A Nexus Endpoint is an API Proxy or Gateway, that can act as a central point of control for these concerns.
Temporal Cloud supports built-in rate-limiting and an Endpoint allowlist \- with a roadmap to support finer-grained rate-limiting and access-control policies suitable for external callers.

- **Adapting as the application grows** \- Temporal Nexus enables a modular application design that can evolve as you grow.
From refactoring service implementations, changing an endpoint to point at a different target Namespace, or splitting a Worker out to a different Task Queue, Temporal Nexus enables you to hide these implementation details and provide a curated Nexus Service contract for other teams to use, so you can grow your application faster with less breaking changes, downtime, and cross-team coordination.

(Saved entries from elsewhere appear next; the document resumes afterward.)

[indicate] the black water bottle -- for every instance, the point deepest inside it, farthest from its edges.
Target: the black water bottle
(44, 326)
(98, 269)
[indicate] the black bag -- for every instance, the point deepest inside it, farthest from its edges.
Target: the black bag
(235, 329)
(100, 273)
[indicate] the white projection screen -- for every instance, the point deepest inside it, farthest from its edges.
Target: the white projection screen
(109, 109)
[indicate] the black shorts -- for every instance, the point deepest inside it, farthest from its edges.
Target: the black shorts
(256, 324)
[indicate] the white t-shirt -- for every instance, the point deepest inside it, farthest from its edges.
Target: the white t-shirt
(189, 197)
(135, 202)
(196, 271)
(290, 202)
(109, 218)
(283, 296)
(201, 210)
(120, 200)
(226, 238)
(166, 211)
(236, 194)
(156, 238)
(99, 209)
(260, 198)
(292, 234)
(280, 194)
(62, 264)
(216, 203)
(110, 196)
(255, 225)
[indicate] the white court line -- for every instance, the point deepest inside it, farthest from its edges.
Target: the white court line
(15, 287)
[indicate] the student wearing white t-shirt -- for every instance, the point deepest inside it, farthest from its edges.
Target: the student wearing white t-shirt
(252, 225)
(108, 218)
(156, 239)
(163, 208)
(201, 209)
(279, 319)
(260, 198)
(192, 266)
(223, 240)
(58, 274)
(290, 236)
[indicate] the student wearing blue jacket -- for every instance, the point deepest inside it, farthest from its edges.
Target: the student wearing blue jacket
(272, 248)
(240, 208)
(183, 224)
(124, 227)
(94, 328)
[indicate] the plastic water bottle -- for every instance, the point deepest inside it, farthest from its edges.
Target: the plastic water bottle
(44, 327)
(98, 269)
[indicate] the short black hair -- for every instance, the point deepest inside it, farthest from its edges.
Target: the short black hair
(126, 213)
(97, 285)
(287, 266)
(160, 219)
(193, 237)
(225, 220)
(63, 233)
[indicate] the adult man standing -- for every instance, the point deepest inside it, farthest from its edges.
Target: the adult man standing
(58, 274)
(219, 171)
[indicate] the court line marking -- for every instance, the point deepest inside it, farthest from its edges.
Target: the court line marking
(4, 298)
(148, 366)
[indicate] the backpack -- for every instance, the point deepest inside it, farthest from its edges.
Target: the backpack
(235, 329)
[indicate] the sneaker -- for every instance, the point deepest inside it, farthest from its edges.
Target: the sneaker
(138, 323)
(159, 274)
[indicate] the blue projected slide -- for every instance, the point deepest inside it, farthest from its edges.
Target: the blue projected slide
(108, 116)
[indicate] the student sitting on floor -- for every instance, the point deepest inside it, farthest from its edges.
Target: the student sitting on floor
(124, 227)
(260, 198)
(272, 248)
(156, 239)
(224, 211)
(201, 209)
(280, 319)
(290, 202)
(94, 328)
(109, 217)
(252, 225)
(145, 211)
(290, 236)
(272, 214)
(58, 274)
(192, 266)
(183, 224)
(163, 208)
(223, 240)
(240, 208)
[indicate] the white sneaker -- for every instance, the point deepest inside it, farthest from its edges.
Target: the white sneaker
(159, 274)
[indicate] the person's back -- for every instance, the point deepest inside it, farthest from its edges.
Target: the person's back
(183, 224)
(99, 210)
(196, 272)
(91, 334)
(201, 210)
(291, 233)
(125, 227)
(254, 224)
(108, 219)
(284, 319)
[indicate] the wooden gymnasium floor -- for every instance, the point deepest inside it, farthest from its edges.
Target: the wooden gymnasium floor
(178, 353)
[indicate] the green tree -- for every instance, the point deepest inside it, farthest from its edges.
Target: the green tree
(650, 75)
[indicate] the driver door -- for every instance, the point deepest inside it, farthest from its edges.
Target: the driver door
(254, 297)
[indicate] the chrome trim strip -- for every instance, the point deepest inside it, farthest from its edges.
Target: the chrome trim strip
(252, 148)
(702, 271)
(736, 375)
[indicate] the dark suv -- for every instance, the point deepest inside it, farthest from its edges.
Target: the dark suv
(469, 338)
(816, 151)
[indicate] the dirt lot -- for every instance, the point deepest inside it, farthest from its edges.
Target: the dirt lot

**Advantages of Temporal Nexus:**

- Connect durable execution within and across Namespaces.
- Service contracts suitable for sharing across teams.
- Abstract underlying Temporal primitives, like Workflows – or execute arbitrary code.
- Modular design that streamlines multi-team development.
- Improved security and blast-radius isolation with isolated Namespaces.
- Same queue-based Worker architecture, no bespoke service deployments needed.